Nur zaghaft wird mein Lächeln erwidert und legt zwei Reihen, gar nicht mehr weißer Zähne frei. Brüchig, genauso wie die Wände, die ihn umgeben. Gelblich, brüchig, wie die ganze Gestalt, im süßlichen Modergeruch ganz der Umgebung angepasst. Oder die Umgebung an ihn.
Wie er jetzt da so im Türrahmen lehnt, gebückt, obwohl der Rahmen genug Platz gibt, gefangen in der Beschränktheit seiner tatsächlichen Möglichkeiten, stammelt er unbeholfen und fällt über die Bruchstücke seiner Worte in ein zusammenhangsloses, löchriges Netz von Sätzen, das ihn nicht halten kann.
Stunden, Tage und Jahre hat er damit verbracht, sich zu artikulieren, seinen Gedanken, Wünschen und Sehnsüchten Ausdruck zu verleihen.

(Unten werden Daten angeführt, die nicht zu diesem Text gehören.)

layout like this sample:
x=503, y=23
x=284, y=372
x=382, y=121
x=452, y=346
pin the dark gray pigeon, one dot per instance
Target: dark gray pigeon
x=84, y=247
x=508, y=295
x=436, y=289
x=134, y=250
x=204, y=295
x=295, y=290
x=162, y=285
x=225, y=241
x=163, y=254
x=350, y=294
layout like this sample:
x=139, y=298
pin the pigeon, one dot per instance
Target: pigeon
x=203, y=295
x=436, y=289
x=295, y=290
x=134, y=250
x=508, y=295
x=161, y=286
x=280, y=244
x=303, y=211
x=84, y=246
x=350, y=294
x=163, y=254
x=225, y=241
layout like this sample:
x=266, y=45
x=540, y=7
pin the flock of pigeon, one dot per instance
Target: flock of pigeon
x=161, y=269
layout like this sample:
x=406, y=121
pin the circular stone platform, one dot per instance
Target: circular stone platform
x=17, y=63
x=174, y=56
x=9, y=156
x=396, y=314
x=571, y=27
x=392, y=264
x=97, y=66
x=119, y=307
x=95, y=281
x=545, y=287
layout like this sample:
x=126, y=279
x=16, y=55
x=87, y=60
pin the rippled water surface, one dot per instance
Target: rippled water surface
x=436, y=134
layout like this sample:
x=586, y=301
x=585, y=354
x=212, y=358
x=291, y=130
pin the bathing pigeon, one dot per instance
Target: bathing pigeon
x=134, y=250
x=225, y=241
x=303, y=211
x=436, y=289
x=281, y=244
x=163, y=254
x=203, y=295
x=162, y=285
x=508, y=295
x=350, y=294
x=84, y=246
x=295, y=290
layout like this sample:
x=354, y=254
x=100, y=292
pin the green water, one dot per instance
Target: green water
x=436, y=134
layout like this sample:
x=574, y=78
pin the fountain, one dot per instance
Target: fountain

Hat Zeile um Zeile mit /s in die Welt geschrien, und seine intimsten Geheimnisse im Flüsterton geteilt. So oft geteilt, bis nur mehr kleine Krümel davon übrig waren, die man gewöhnlich mit einer Handbewegung vom Tisch wischt. Hat weinende Emoticons gemalt, wo echte Tränen über seine Wangen liefen und in gedankenlosen Worten Gedanken des Trostes gesucht – und gefunden.
Und nun, steht er da - stehst du da, und suchst nach Worten.
Und hast keine.

 

Hallo die-dicke-Berta,

das nicht ganz neue Thema "Treffen einer Internetbekanntschaft" setzt Du mit Deine Geschichte gut um. Eine Formulierungen waren sehr bildhaft und haben mir gut gefallen. Die Stimmung im Hausflur beschreibst Du so ansprechend, dass ich den Moder förmlich riechen konnte ;) Mutig von Deiner Prot, dass sie sich trotzdem nicht davon abhalten lässt zu klingeln. Zwei Sachen fand ich etwas widersprüchlich. Zum einen: als sie darauf wartet, dass die Tür aufgeht, scheint sie einen etwas übergewichtigen, schwerfälligen Menschen zu erwarten, reagiert dann aber wieder überrascht über die Unähnlichkeit mit dem Foto. Außerdem: wenn er sich schon auf ein Treffen einlässt, was ihn mit Sicherheit Überwindung gekostet hat - warum bereitet er sich nicht darauf vor, zieht sich z.B. was anderes an?

Das offene Ende hat mir gut gefallen, dadurch dass er direkt angesprochen wird wirkt es optimistisch.

Einige Fehler hab ich Dir mal rausgeschrieben:

Mein Blick erhascht im Vorüberstreifen Überreste von Aufklebern
Am liebsten würde ich auf dem Absatz kehrt machen und diesen Ort, an dem der abgeblätterte Verputz morsche Wände, Einsamkeit und Gleichgültigkeit blosslegt, auf der Stelle wieder verlassen.
bloßlegt
Nur zaghaft wird mein Lächeln erwidert und legt zwei Reihen, gar nicht mehr weißer Zähne frei.
Das Komma ist zuviel.
zusammenhangsloses, löchriges Netz von Sätzen
zusammenhangloses

Außerdem ist mir aufgefallen, dass Du einige Wörter in zwei aufeinanderfolgenden Sätzen benutzt, vielleicht kannst Du es jeweils durch ein Synonym ersetzen?